The debate was between 16/32/48/64-bit instructions vs naturally aligned 32-bit and 64-bit instructions + new more complex instructions that require cracking to regain code size (things like load/store pair).
> RISC-V defines a mechanism by which 48/64 bit instructions might be used, but currently none are actually defined
The long-instruction-SIG just started a few weeks ago, and they are working on defining 48/64-bit encodings for instructions that could be used in future RVA profiles (so with high perf implementations in mind). If you are knowledgeable about this stuff, please get involved, so they don't mess it up. (not "you" specifically, but in general)
A bunch of vendors have done high performance server chips which support compressed (Rivos, Ventana, some Chinese vendors), so in actual reality this was only a problem for Qualcomm. And that's only because Qualcomm bought Nuvia and they wanted to do the cheap thing (minimally change the front end) rather than the right thing.
...no, not really? There is nothing like 9 byte-long MOVABS instruction of x64 that exists on RISC-V.
The main difficulty in decoding is that 32-bit instructions are not required to be 4-byte aligned, this means that naïve decoders will spend 2 cycles fetching such split instructions. It's possible to add a 4-byte ring buffer but all in all, efficiently supporting the C extension is non-trivial.
I'm not sure what point you're making TBH.
If not, then why even bother with fitting immediates and inventing LUI/AUIPC, just have a 48-bit long LI instruction. The same goes for 64-bit, an 80-bit LI.W is still shorter than the piecemeal construction with several instructions.

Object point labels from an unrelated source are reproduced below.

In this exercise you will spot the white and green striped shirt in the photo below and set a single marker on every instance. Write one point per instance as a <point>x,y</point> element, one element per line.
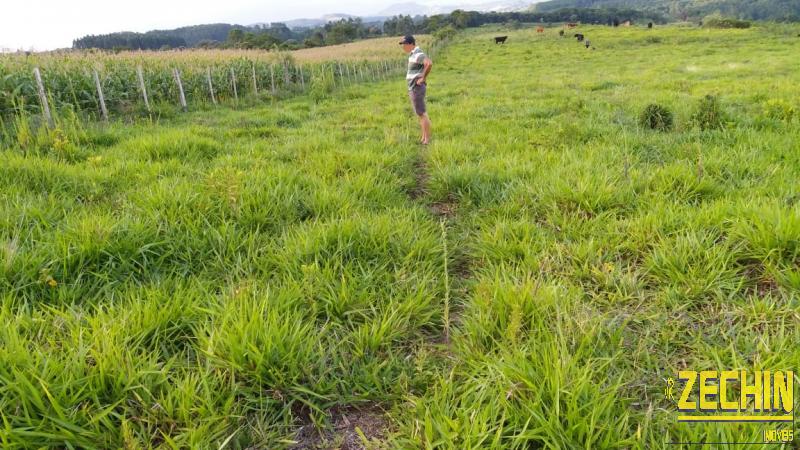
<point>416,66</point>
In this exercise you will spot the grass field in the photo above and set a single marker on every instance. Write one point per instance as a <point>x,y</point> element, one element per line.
<point>302,274</point>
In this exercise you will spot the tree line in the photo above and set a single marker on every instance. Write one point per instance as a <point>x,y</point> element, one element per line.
<point>278,35</point>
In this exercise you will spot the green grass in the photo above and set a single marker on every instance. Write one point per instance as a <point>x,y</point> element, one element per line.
<point>224,278</point>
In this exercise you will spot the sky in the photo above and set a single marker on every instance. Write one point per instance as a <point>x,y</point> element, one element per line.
<point>51,24</point>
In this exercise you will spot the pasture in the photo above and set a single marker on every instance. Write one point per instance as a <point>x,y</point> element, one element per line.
<point>301,274</point>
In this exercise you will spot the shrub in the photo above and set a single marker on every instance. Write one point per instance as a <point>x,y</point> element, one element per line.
<point>445,33</point>
<point>777,109</point>
<point>725,22</point>
<point>708,114</point>
<point>656,117</point>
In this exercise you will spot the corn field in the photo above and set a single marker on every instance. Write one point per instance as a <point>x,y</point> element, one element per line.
<point>137,83</point>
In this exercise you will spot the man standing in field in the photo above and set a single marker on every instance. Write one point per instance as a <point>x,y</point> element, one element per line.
<point>419,66</point>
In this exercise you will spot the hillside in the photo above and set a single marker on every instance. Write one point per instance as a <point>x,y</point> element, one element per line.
<point>783,10</point>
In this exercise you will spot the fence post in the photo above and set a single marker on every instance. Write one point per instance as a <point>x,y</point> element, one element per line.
<point>233,83</point>
<point>302,78</point>
<point>103,109</point>
<point>142,87</point>
<point>210,85</point>
<point>43,97</point>
<point>177,74</point>
<point>255,85</point>
<point>272,77</point>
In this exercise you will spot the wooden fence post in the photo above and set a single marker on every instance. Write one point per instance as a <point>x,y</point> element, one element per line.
<point>43,97</point>
<point>302,78</point>
<point>272,77</point>
<point>142,87</point>
<point>255,85</point>
<point>177,75</point>
<point>210,85</point>
<point>103,109</point>
<point>233,83</point>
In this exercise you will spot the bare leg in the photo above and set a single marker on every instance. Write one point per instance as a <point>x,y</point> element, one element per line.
<point>425,123</point>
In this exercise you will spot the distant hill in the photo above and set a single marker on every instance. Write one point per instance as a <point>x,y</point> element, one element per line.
<point>783,10</point>
<point>416,9</point>
<point>155,39</point>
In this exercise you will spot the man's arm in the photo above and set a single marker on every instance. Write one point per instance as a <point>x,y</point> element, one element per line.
<point>426,70</point>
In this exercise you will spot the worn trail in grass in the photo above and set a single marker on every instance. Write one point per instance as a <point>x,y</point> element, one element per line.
<point>238,278</point>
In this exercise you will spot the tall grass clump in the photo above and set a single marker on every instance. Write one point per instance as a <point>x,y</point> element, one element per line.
<point>709,114</point>
<point>656,117</point>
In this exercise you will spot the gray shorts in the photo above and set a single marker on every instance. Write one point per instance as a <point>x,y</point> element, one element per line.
<point>417,96</point>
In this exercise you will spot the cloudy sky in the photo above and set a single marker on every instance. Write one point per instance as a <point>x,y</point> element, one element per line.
<point>49,24</point>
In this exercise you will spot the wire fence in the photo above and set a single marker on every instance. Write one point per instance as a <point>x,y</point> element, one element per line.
<point>124,87</point>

If yes, then the small cores are arbitrarily given a burden of supporting variable-length instructions, supposedly efficiently: if your instruction fetch is 16-bit wide, you need two fetches to fetch a single 32-bit instruction, which sucks; if it's 32-bit wide, you need to conditionally stash the upper half for the next fetch cycle, and still prefetch yet more 32-bits because that upper half may contain only a half of a full 32-bit instruction; alternatively, you can fetch 32-bits at alternated aligned/misaligned addresses and ignore the inefficiency of throwing away re-fetched bits — again, all of this sucks.
The rationale for this and also for confining the base set to 32 bit is explained here: https://docs.riscv.org/reference/isa/v20250508/unpriv/extend...
And round and around this discussion goes... Apparently, RISC-V has no downsides at any end of the price spectrum, what a marvelous ISA.